I have a large CSV file(>100 GB) that I want to read into memory and process the data in chunks. There are two constraints I have:
- Obviously I cannot read the whole entire file into memory. I only have about 8GB of ram on my machine.
- The data is tabular and unordered. I need to read the data in groups.
Ticker | Date | Field1 | Field2 | Field3 |
---|---|---|---|---|
AAPL | 20201201 | 0 | 0 | 0 |
AAPL | 20201202 | 0 | 0 | 0 |
AAPL | 20201203 | 0 | 0 | 0 |
AAPL | 20201204 | 0 | 0 | 0 |
NFLX | 20201201 | 0 | 0 | 0 |
NFLX | 20201202 | 0 | 0 | 0 |
NFLX | 20201203 | 0 | 0 | 0 |
NFLX | 20201204 | 0 | 0 | 0 |
The concern here is that the data has to be read in groups.
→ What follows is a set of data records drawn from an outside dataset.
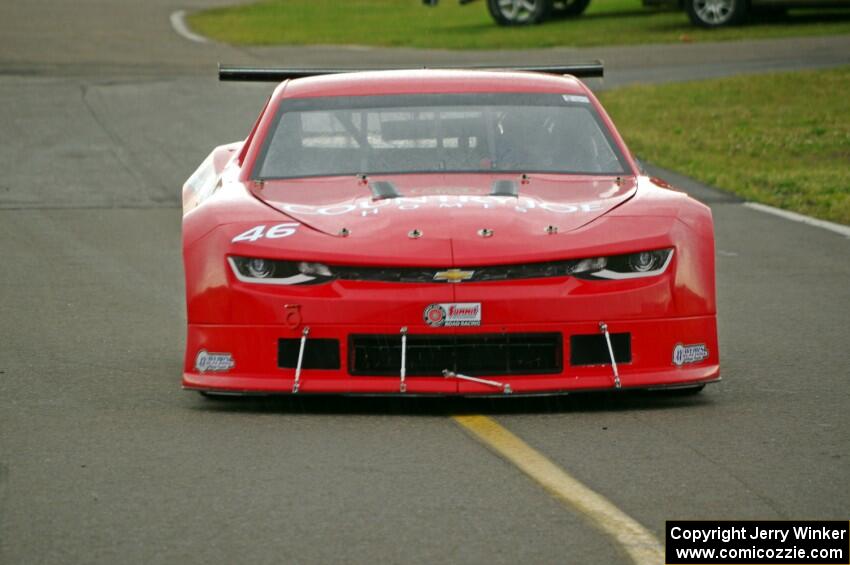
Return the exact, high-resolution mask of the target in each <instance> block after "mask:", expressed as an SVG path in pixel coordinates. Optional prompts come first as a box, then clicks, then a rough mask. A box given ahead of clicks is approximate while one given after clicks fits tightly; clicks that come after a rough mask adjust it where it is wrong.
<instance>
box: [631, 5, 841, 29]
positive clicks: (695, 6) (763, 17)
mask: <svg viewBox="0 0 850 565" xmlns="http://www.w3.org/2000/svg"><path fill="white" fill-rule="evenodd" d="M643 5H644V6H673V7H678V8H679V9H682V10H685V12H687V14H688V17H689V18H690V20H691V23H693V24H694V25H697V26H700V27H704V28H719V27H727V26H733V25H738V24H742V23H744V22H746V21H747V20H748V19H749V18H751V17H752V18H753V19H755V20H757V19H759V18H764V17H776V16H781V15H783V14H784V13H785V12H786V11H787V10H788V9H790V8H831V7H846V6H850V1H848V0H827V1H823V0H672V1H671V0H643Z"/></svg>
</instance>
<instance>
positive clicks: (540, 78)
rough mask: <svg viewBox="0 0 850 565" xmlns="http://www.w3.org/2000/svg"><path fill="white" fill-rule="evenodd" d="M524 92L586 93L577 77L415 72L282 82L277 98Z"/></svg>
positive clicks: (545, 92)
mask: <svg viewBox="0 0 850 565" xmlns="http://www.w3.org/2000/svg"><path fill="white" fill-rule="evenodd" d="M475 92H482V93H483V92H490V93H496V92H521V93H525V92H527V93H541V94H543V93H549V94H586V93H587V89H586V87H585V86H584V85H583V84H582V83H581V82H580V81H579V80H578V79H577V78H575V77H572V76H562V75H551V74H544V73H534V72H524V71H483V70H458V69H446V70H442V69H411V70H392V71H366V72H352V73H339V74H330V75H320V76H314V77H309V78H299V79H295V80H291V81H288V82H284V83H281V85H280V86H279V87H278V89H277V91H276V92H275V97H276V98H313V97H322V96H373V95H379V96H380V95H391V94H448V93H453V94H458V93H460V94H462V93H475Z"/></svg>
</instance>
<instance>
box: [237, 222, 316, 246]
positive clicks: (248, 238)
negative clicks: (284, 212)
mask: <svg viewBox="0 0 850 565" xmlns="http://www.w3.org/2000/svg"><path fill="white" fill-rule="evenodd" d="M299 225H301V224H277V225H276V226H272V227H270V228H269V229H268V230H266V226H265V224H263V225H262V226H254V227H253V228H251V229H249V230H248V231H246V232H242V233H240V234H239V235H237V236H236V237H234V238H233V239H232V240H231V243H236V242H237V241H257V240H258V239H262V238H264V237H265V238H268V239H280V238H281V237H289V236H290V235H292V234H294V233H295V230H297V229H298V226H299Z"/></svg>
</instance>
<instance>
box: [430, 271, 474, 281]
mask: <svg viewBox="0 0 850 565" xmlns="http://www.w3.org/2000/svg"><path fill="white" fill-rule="evenodd" d="M474 274H475V271H461V270H460V269H449V270H448V271H437V272H436V273H434V280H435V281H446V282H460V281H468V280H469V279H471V278H472V275H474Z"/></svg>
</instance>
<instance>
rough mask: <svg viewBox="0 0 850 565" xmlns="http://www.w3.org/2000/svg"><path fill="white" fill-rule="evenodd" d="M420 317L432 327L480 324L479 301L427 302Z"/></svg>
mask: <svg viewBox="0 0 850 565" xmlns="http://www.w3.org/2000/svg"><path fill="white" fill-rule="evenodd" d="M422 319H424V320H425V323H426V324H428V325H429V326H431V327H432V328H447V327H452V326H480V325H481V303H480V302H447V303H443V304H429V305H428V306H427V307H426V308H425V312H423V314H422Z"/></svg>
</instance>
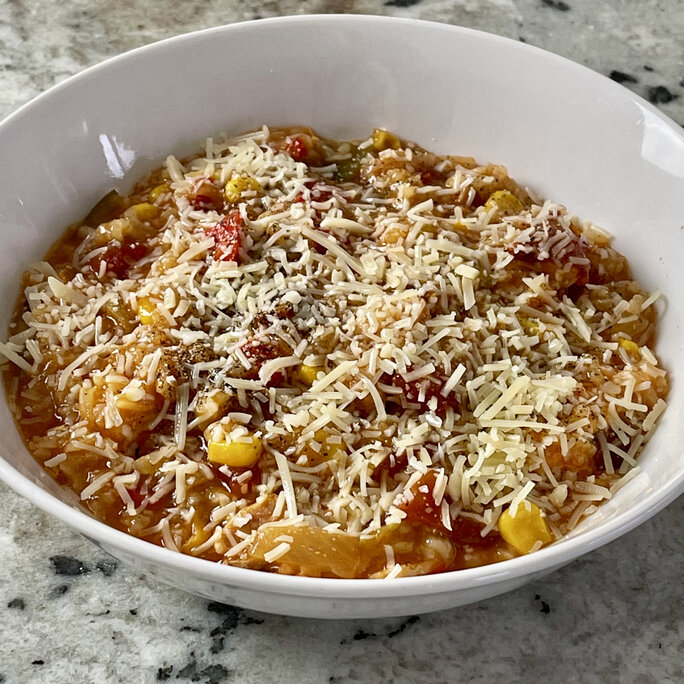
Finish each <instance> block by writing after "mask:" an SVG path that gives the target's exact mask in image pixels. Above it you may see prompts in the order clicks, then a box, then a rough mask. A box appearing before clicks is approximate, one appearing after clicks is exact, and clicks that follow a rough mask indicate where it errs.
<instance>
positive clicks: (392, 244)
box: [378, 226, 408, 245]
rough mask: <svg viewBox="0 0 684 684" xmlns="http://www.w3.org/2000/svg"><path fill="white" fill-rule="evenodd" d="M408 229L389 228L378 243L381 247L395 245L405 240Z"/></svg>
mask: <svg viewBox="0 0 684 684" xmlns="http://www.w3.org/2000/svg"><path fill="white" fill-rule="evenodd" d="M407 235H408V228H402V227H401V226H390V227H389V228H388V229H387V230H385V231H384V232H383V233H382V235H381V236H380V238H379V240H378V242H380V244H382V245H396V244H399V243H400V242H402V241H403V240H405V239H406V236H407Z"/></svg>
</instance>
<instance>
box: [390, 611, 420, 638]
mask: <svg viewBox="0 0 684 684" xmlns="http://www.w3.org/2000/svg"><path fill="white" fill-rule="evenodd" d="M418 620H420V618H419V617H418V616H417V615H412V616H411V617H409V618H406V620H404V621H403V622H402V623H401V624H400V625H399V627H397V628H396V629H393V630H392V631H391V632H387V636H388V637H389V638H390V639H391V638H392V637H395V636H397V634H401V633H402V632H403V631H404V630H405V629H406V628H407V627H408V626H409V625H413V624H415V623H416V622H418Z"/></svg>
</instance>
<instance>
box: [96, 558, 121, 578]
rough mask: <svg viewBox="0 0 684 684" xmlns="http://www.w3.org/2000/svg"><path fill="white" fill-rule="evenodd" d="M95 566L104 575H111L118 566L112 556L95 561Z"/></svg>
mask: <svg viewBox="0 0 684 684" xmlns="http://www.w3.org/2000/svg"><path fill="white" fill-rule="evenodd" d="M95 567H96V568H97V569H98V570H99V571H100V572H101V573H102V574H103V575H104V576H105V577H111V576H112V575H113V574H114V572H115V571H116V569H117V568H118V567H119V564H118V562H117V561H115V560H114V559H113V558H103V559H102V560H99V561H97V565H96V566H95Z"/></svg>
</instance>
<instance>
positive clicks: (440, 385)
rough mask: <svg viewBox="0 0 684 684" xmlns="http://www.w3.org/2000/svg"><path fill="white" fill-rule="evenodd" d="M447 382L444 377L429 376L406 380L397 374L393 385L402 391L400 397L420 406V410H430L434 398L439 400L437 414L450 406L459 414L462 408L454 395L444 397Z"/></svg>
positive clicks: (453, 394)
mask: <svg viewBox="0 0 684 684" xmlns="http://www.w3.org/2000/svg"><path fill="white" fill-rule="evenodd" d="M407 370H411V369H410V368H409V369H407ZM446 380H447V378H446V377H445V376H443V375H435V376H429V377H425V378H420V380H404V378H403V377H402V376H401V375H399V374H398V373H396V374H394V375H393V376H392V380H391V383H392V384H393V385H394V386H395V387H400V388H401V389H402V394H401V395H400V396H403V397H404V398H405V399H406V401H409V402H411V403H413V404H420V408H421V410H423V411H426V410H428V407H429V404H430V399H432V398H433V397H434V398H435V399H437V409H436V412H437V413H441V412H444V411H446V408H447V407H448V406H450V407H451V408H452V409H453V410H454V411H455V412H457V413H458V412H459V411H460V406H459V403H458V400H457V398H456V397H455V396H454V394H449V395H448V396H446V397H444V396H442V388H443V387H444V383H445V382H446ZM421 396H422V399H421Z"/></svg>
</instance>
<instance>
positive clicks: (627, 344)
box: [618, 337, 639, 356]
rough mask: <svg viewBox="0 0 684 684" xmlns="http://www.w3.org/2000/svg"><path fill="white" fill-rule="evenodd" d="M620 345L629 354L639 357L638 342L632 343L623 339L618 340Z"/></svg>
mask: <svg viewBox="0 0 684 684" xmlns="http://www.w3.org/2000/svg"><path fill="white" fill-rule="evenodd" d="M618 344H619V345H620V346H621V347H622V348H623V349H624V350H625V351H626V352H627V353H628V354H631V355H632V356H639V345H638V344H637V343H636V342H632V340H628V339H625V338H624V337H621V338H620V339H619V340H618Z"/></svg>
Grouped by Ticker and date. If I say I want to read 10,000 records in each batch. The boundary of that batch should not split groups. i.e. All the AAPL data for 2020 December should end up in the same batch. That data should not appear in two batches.
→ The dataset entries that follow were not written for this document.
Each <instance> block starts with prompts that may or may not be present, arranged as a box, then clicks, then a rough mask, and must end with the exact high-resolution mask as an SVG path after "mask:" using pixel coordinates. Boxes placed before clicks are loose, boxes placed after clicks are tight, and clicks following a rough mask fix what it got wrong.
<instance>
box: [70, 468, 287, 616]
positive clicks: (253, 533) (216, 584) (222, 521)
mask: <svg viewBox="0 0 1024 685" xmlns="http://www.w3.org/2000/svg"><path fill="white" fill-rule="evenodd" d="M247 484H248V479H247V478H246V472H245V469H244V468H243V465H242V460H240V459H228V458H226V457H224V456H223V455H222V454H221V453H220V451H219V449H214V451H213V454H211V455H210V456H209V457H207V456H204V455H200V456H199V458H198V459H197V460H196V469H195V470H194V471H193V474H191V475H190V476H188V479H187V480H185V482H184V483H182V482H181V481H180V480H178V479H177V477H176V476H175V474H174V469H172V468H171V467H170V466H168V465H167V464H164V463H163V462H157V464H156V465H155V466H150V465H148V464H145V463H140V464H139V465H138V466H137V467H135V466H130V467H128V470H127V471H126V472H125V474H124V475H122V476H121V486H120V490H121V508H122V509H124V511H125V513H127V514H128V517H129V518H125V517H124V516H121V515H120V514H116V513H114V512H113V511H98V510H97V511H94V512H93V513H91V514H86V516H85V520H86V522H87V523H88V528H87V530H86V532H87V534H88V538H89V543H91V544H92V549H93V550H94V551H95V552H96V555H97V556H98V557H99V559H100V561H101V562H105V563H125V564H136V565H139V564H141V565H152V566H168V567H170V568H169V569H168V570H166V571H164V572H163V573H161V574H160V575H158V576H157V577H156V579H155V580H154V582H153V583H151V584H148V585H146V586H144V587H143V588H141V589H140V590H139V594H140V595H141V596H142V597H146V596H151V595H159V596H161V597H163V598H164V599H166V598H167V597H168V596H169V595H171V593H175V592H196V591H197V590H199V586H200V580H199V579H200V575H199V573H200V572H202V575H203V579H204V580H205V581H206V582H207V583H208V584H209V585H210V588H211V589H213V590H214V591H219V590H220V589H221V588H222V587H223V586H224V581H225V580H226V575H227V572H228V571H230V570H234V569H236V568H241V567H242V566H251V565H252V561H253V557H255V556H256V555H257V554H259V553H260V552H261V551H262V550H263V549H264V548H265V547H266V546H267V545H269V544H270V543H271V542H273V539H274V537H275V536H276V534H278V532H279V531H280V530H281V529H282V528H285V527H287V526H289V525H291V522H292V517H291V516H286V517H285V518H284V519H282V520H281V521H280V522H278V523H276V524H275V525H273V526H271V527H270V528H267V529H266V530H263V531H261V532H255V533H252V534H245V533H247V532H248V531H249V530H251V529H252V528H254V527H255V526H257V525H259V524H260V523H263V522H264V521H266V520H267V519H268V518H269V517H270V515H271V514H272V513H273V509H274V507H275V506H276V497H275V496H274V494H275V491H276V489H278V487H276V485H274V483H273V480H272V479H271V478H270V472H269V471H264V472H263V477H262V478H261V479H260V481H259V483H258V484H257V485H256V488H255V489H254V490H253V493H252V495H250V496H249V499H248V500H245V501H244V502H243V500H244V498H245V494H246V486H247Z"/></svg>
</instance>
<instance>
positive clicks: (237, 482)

Most of my co-workers when they face a situation like this, they usually create a bash script where they use awk, cut, sort, uniq to divide data into groups and write out multiple intermediate files to the disk. Then they use Python to process these files. I was wondering if there is a homogenous Python/Pandas/Numpy solution to this.